Tremanormen

Uit Wikipedia, de vrije encyclopedie

De Tremanormen worden door rechtbanken gebruikt om alimentaties uit te rekenen ("Trema" = Tijdschrift voor de rechterlijke macht).

Het Rapport Alimentatienormen is voor het eerst in 1979 gepubliceerd. Het rapport geeft aanbevelingen voor een eenvormige praktische invulling van de wettelijke maatstaven voor het berekenen van draagkracht. De vast te stellen alimentatie is afhankelijk van de behoefte van de onderhoudsgerechtigde en de draagkracht van de onderhoudsplichtige. De laagste van deze twee vormt dus het maximum.

Behoefte[bewerken | brontekst bewerken]

De behoefte van de gewezen echtgenoot kan worden gesteld op het bedrag dat nodig is om een staat te voeren die de onderhoudsgerechtigde in redelijkheid past. De welstand van partijen gedurende het huwelijk (of geregistreerd partnerschap) is mede bepalend voor de behoeftevaststelling. Het belang van deze factor kan in de loop van de tijd minder worden.

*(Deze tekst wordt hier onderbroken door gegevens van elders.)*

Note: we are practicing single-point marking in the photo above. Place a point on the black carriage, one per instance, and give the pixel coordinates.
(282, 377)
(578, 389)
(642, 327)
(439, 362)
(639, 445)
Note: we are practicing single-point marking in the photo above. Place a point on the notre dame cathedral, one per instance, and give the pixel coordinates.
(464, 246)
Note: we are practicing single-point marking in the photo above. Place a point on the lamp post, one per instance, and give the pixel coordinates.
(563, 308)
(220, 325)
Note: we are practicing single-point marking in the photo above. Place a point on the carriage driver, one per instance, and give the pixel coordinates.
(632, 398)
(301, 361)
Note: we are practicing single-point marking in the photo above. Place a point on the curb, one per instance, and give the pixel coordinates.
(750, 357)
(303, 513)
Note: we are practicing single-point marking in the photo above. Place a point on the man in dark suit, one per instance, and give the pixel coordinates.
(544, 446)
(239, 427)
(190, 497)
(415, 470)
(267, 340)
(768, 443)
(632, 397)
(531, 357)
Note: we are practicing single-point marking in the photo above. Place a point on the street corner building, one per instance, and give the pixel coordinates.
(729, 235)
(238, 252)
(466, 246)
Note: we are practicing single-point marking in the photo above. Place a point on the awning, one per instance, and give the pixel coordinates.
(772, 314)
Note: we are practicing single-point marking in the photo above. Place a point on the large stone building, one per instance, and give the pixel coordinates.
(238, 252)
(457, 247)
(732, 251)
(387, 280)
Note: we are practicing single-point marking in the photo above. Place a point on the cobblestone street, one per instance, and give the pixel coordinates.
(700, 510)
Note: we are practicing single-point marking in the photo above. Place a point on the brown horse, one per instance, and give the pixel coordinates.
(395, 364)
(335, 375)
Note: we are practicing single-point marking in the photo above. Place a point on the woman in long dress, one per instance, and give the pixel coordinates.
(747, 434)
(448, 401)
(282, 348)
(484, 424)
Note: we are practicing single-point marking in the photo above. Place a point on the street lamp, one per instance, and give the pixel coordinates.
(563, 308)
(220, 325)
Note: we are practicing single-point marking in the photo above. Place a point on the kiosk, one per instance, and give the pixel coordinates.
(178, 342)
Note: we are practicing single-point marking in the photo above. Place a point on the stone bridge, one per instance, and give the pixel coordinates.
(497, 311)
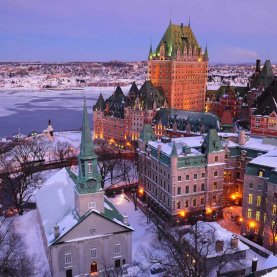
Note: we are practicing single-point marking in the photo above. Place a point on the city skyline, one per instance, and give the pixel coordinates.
(237, 32)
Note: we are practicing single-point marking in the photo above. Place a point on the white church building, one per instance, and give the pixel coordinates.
(83, 233)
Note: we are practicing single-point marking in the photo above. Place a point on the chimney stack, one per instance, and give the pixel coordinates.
(258, 66)
(56, 231)
(219, 244)
(254, 264)
(242, 137)
(234, 242)
(125, 219)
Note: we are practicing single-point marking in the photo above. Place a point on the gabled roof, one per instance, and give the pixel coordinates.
(55, 204)
(267, 101)
(177, 36)
(100, 104)
(150, 95)
(147, 134)
(212, 142)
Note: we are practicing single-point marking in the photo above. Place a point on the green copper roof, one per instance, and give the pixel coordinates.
(174, 150)
(100, 104)
(147, 134)
(177, 36)
(212, 142)
(86, 147)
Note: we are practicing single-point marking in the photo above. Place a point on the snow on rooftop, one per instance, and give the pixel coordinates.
(179, 143)
(211, 232)
(268, 159)
(55, 202)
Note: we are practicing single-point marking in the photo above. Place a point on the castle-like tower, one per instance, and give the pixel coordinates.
(88, 190)
(180, 67)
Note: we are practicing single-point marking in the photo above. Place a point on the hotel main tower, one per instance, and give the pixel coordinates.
(180, 67)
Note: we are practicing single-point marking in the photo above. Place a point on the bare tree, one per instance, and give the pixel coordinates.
(62, 150)
(14, 261)
(271, 219)
(18, 167)
(185, 252)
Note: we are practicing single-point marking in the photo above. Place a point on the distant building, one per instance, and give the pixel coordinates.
(260, 200)
(83, 233)
(120, 119)
(222, 253)
(178, 123)
(179, 66)
(229, 104)
(178, 178)
(264, 115)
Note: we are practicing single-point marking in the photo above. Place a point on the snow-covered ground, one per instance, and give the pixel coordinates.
(27, 226)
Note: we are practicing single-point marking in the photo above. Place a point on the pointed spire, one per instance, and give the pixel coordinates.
(174, 150)
(86, 147)
(206, 55)
(150, 52)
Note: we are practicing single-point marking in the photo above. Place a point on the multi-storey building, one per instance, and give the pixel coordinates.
(83, 233)
(260, 200)
(180, 67)
(120, 119)
(177, 123)
(179, 178)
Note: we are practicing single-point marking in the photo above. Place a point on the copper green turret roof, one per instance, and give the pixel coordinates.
(100, 104)
(212, 142)
(86, 147)
(147, 134)
(177, 36)
(206, 55)
(174, 150)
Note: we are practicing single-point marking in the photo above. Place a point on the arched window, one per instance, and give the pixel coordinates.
(117, 248)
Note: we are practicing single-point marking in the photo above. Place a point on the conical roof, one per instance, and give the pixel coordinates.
(100, 104)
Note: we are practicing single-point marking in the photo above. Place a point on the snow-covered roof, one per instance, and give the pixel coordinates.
(269, 159)
(55, 202)
(179, 143)
(210, 232)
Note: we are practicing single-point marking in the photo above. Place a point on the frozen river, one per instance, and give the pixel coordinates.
(30, 110)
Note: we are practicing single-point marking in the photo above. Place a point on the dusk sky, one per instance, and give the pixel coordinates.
(236, 31)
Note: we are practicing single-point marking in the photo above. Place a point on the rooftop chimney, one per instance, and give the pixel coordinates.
(234, 242)
(242, 137)
(56, 230)
(219, 244)
(254, 264)
(258, 66)
(125, 219)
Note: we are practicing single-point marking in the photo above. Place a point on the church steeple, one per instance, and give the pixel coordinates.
(88, 178)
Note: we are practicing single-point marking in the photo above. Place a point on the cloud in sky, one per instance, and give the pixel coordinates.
(106, 30)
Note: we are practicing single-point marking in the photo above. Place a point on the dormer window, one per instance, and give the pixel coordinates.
(261, 173)
(89, 167)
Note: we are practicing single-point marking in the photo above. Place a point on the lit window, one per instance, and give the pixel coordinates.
(261, 173)
(93, 253)
(117, 248)
(91, 205)
(215, 185)
(67, 258)
(89, 167)
(258, 215)
(273, 209)
(249, 213)
(250, 198)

Voor de vaststelling van de behoefte van kinderen wordt sinds 1994 gebruikgemaakt van de tabel Kosten van kinderen. Het aantal kinderen en het inkomen tijdens het huwelijk levert een aantal punten op waarmee de behoefte in een geldbedrag kan worden vertaald.

Draagkracht[bewerken | brontekst bewerken]

De draagkracht van de onderhoudsplichtige is afhankelijk van de financiële en maatschappelijke omstandigheden van de onderhoudsplichtige. Afhankelijk van die omstandigheden wordt een berekening gemaakt op basis van het bruto- of nettoloon.

Berekening[bewerken | brontekst bewerken]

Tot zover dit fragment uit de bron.